Nach Messerangriff: Gewaltpräventionsambulanz soll kommen

Der Landtag diskutiert erneut Maßnahmen nach dem tödlichen Messerangriff in einem Regionalzug von Kiel nach Hamburg. Es gibt unter anderem Pläne für eine Ambulanz zur Gewaltvorsorge.

Der Grünen-Abgeordnete Jan Kürschner hält eine Rede im Plenarsaal des Schleswig-Holsteinischen Landtages.
Der Grünen-Abgeordnete Jan Kürschner hält eine Rede im Plenarsaal des Schleswig-Holsteinischen Landtages.
© Foto: Michael August

Schleswig-Holstein soll eine „multiprofessionelle Gewaltpräventionsambulanz“ bekommen. Mit dem Pilotprojekt wolle man „in einem frühen Stadium der Gewaltentwicklung ansetzen“, erläuterte Innenministerin Sabine Sütterlin-Waack (CDU) in einer von den Koalitionsfraktionen eingebrachten Debatte. CDU und Grüne hatten mit dem Titel „Vertrauen in den Rechtsstaat stärken“ einen Antrag überschrieben, der mit Rückblick auf den tödlichen Messerangriff in einem Regionalzug bei Brokstedt dazu aufruft, weitere Konsequenzen für mehr Sicherheit im öffentlichen Raum zu ziehen.

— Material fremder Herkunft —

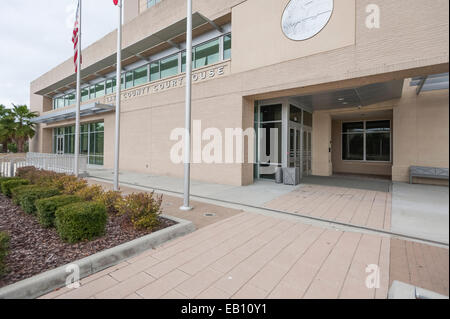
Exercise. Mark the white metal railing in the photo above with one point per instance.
(60, 163)
(9, 165)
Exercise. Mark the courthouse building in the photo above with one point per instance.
(348, 86)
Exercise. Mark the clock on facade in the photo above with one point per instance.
(303, 19)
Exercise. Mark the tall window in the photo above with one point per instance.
(91, 141)
(366, 141)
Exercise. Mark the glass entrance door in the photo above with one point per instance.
(60, 144)
(306, 152)
(295, 147)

Dieser wurde – genauso wie zwei Änderungsanträge von SPD und FDP – an den Innen- und Rechtsausschuss überwiesen.

Noch einmal drückte der Landtag geschlossen seine Betroffenheit über die Tat, das Mitgefühl mit den Angehörigen der Opfer und den Dank an die vielen Helfer aus, die nach dem tödlichen Messerangriff Ende Januar in einem Zug von Kiel nach Hamburg im Einsatz waren. Seitdem erarbeiteten das Innen-, das Justiz- und das Sozialministerium gemeinsam mit Hamburg Lösungen, „damit Taten wie diese in Zukunft verhindert werden können“, sagte Sütterlin-Waack. Dazu gehöre es auch, die Kommunikation und den Informationsfluss zwischen Behörden zu verbessern. Die Ministerin schlug eine Vernetzung durch „eine Kerndatei“ vor, auf die alle Behörden länderübergreifend Zugriff haben sollen. Dazu müsse das Ausländerzentralregister weiterentwickelt werden.

Strafregister mit Punkten

Auch ein Bewertungssystem von Straftaten mit Punkten nach dem Vorbild des Straßenverkehrsregisters sei denkbar, so Sütterlin-Waack. Die Landesregierung will auch Forderungen von CDU und Grünen nachkommen und auf Bundesebene aktiv werden. „Wir wollen die Grundlage für ein bundeseinheitliches Vorgehen schaffen“, so die Ministerin. Birte Glißmann (CDU) forderte, Menschen ohne Bleiberecht „konsequenter“ abzuschieben. Zudem müsse es eine Strafverschärfung bei Taten mit Messern geben.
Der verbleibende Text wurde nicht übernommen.